We’re using mysql replication (MASTER-MASTER) and performing the inserts/deletes on one & performing the queries on the other. This has really helped with performance as the deletes would lock the table and block queries before we changed to using replication.
We’re not experiencing any performance issues using this implementation.
I also perform a table optimize once a week…
The choice of how many columns to put in a single table also depends on the type of data being represented and how much you care about normalization. Some relationships can easily be represented by one table; others need to be done in multiple smaller tables, especially when you have a mix of one-to-one, one-to-many, and many-to-many type relationships in your dataset.
Not an answer to exact question…
Why were you convinced to put your smaller tables into one large one?

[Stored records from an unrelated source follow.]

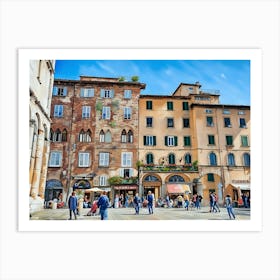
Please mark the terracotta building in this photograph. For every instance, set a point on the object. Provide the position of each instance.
(94, 136)
(189, 143)
(40, 91)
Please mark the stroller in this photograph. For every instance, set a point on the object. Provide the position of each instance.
(93, 209)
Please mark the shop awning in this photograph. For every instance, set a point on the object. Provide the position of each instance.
(175, 189)
(244, 187)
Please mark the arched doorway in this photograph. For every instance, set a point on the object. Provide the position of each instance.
(152, 182)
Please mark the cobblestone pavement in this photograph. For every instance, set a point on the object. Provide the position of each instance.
(159, 214)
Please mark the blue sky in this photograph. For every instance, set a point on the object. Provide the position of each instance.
(162, 77)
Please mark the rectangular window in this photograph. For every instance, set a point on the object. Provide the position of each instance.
(127, 93)
(149, 140)
(103, 159)
(209, 121)
(185, 106)
(242, 123)
(227, 122)
(170, 122)
(126, 172)
(149, 105)
(229, 140)
(210, 177)
(55, 159)
(149, 122)
(187, 141)
(211, 139)
(171, 141)
(103, 180)
(106, 113)
(87, 92)
(83, 159)
(107, 93)
(58, 111)
(127, 113)
(59, 91)
(86, 112)
(126, 159)
(186, 123)
(244, 141)
(169, 105)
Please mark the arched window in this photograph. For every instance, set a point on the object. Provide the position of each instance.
(108, 137)
(176, 179)
(123, 136)
(57, 135)
(213, 159)
(130, 136)
(149, 158)
(88, 136)
(151, 178)
(188, 159)
(101, 136)
(246, 159)
(51, 135)
(171, 159)
(81, 136)
(64, 135)
(231, 160)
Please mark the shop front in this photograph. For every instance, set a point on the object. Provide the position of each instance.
(152, 183)
(124, 194)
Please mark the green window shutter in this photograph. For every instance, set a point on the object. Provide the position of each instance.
(55, 90)
(102, 93)
(176, 140)
(185, 105)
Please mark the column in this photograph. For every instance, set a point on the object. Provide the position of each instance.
(38, 163)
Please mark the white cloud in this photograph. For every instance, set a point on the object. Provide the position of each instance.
(223, 76)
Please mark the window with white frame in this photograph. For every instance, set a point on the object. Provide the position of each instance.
(59, 91)
(106, 113)
(84, 160)
(126, 159)
(127, 93)
(127, 113)
(103, 180)
(103, 159)
(87, 92)
(85, 112)
(126, 172)
(58, 111)
(107, 93)
(55, 159)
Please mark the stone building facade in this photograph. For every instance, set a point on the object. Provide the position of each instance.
(190, 143)
(106, 134)
(40, 91)
(94, 136)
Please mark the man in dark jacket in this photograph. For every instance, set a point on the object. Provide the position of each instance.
(103, 204)
(150, 199)
(136, 201)
(72, 204)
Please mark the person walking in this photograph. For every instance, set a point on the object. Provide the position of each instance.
(136, 201)
(216, 206)
(150, 199)
(72, 204)
(228, 203)
(103, 204)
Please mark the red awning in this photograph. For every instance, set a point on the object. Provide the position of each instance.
(175, 188)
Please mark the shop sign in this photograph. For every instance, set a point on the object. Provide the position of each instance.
(125, 187)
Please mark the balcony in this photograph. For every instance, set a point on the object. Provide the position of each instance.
(169, 168)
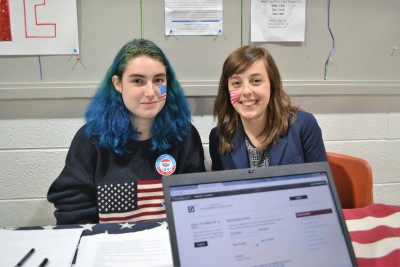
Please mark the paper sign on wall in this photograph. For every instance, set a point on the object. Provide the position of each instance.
(277, 20)
(38, 27)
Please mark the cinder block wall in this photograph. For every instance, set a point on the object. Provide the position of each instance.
(35, 136)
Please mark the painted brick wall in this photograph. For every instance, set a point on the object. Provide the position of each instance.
(35, 136)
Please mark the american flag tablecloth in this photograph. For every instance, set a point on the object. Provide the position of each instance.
(375, 234)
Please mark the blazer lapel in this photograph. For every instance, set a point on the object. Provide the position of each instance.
(276, 152)
(239, 154)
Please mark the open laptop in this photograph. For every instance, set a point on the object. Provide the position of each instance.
(275, 216)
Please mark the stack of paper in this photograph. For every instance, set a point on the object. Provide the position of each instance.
(144, 248)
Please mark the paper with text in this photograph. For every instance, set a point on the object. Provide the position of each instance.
(193, 17)
(148, 248)
(278, 20)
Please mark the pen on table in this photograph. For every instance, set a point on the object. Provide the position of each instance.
(44, 262)
(25, 258)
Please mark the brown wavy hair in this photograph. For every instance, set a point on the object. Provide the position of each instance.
(279, 109)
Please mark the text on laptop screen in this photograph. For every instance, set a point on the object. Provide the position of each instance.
(279, 221)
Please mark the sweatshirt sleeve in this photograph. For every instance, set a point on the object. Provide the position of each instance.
(193, 156)
(73, 193)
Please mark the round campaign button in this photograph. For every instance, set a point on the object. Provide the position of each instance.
(165, 165)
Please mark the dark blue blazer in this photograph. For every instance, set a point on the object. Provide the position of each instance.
(303, 143)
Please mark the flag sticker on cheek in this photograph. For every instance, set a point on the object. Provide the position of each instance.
(163, 91)
(234, 95)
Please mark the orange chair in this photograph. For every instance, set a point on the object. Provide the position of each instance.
(353, 180)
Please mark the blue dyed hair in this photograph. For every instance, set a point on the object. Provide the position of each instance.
(110, 121)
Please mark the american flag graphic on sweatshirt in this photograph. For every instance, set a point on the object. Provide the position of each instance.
(375, 234)
(130, 201)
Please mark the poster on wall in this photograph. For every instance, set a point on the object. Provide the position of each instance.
(278, 20)
(193, 17)
(38, 27)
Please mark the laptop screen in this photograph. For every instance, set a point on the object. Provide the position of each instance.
(258, 220)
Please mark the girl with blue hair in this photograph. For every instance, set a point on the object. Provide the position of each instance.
(138, 128)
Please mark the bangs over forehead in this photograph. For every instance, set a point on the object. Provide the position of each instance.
(241, 59)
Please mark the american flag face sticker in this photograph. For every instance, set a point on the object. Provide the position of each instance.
(163, 91)
(234, 95)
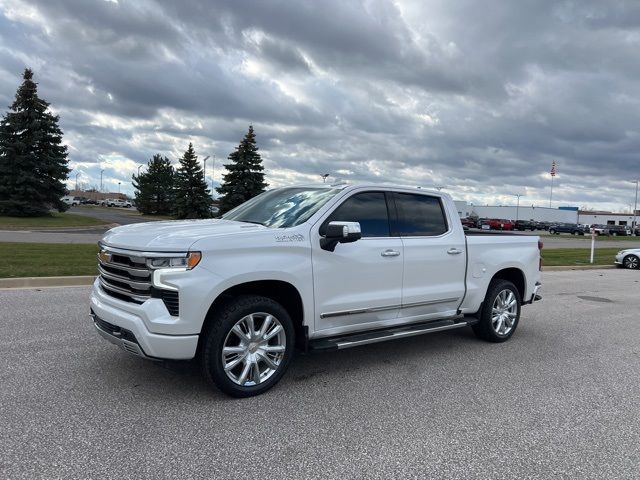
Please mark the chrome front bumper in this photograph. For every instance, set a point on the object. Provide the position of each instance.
(121, 337)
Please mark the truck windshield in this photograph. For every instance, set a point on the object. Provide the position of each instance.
(282, 207)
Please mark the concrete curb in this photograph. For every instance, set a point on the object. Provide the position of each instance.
(37, 282)
(576, 267)
(102, 226)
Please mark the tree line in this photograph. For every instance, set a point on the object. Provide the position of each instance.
(34, 167)
(183, 192)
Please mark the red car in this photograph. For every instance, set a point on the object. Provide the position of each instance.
(497, 224)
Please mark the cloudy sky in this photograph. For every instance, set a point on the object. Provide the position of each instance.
(476, 97)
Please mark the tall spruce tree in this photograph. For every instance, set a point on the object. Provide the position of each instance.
(33, 160)
(244, 178)
(154, 188)
(193, 198)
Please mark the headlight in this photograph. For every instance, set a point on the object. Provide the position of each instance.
(188, 262)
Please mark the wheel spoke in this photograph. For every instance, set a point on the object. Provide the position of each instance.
(274, 331)
(251, 326)
(267, 360)
(274, 348)
(239, 332)
(265, 325)
(511, 300)
(256, 372)
(235, 362)
(245, 372)
(230, 350)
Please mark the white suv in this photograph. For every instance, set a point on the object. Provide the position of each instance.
(116, 202)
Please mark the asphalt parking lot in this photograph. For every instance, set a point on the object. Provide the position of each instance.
(560, 399)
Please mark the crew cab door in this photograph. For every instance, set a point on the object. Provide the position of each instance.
(359, 284)
(434, 256)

What you were doing is called “Vertical Partitioning” and can actually be very useful, depending on your situation. With many large TEXT or BLOB fields, a vertical partition can keep your more queried data physically together and faster to access.
Vertical partitioning involves creating tables with fewer columns and using additional tables to store the remaining columns. Normalization also involves this splitting of columns across tables, but vertical partitioning goes beyond that and partitions columns even when already normalized. Different physical storage might be used to realize vertical partitioning as well; storing infrequently used or very wide columns on a different device, for example, is a method of vertical partitioning. Done explicitly or implicitly, this type of partitioning is called “row splitting” (the row is split by its columns). A common form of vertical partitioning is to split (slow to find) dynamic data from (fast to find) static data in a table where the dynamic data is not used as often as the static. Creating a view across the two newly created tables restores the original table with a performance penalty, however performance will increase when accessing the static data e.g. for statistical analysis
Consider what you need to do with the table. If the table is purely for achiving, you would never need to change its structure or anything. If you need it for datamining, you would expect to change its structure. Try for example doing an alter table on a copy of it now. Expect this function to drop in performance once you reach a level where temp tables are getting to big to be stored in memory.
I have been in the same situation, where the amount of data made me unable to modify the structure of the database. What you should do RIGHT NOW is to ask someone to create a database on a machine (i.e. an EC2 instance) with the amount of data you expect to have in two years. Just have them create bogus data in the same table format. Try working with this table and decide whether the performance is acceptable. If it is not acceptable, you need to change things as soon as possible.
If I were you, I would consider testing Greenplum or (GridSQL if you do not have the money to spend). Both are based on PostgreSQL and use many computers to work together.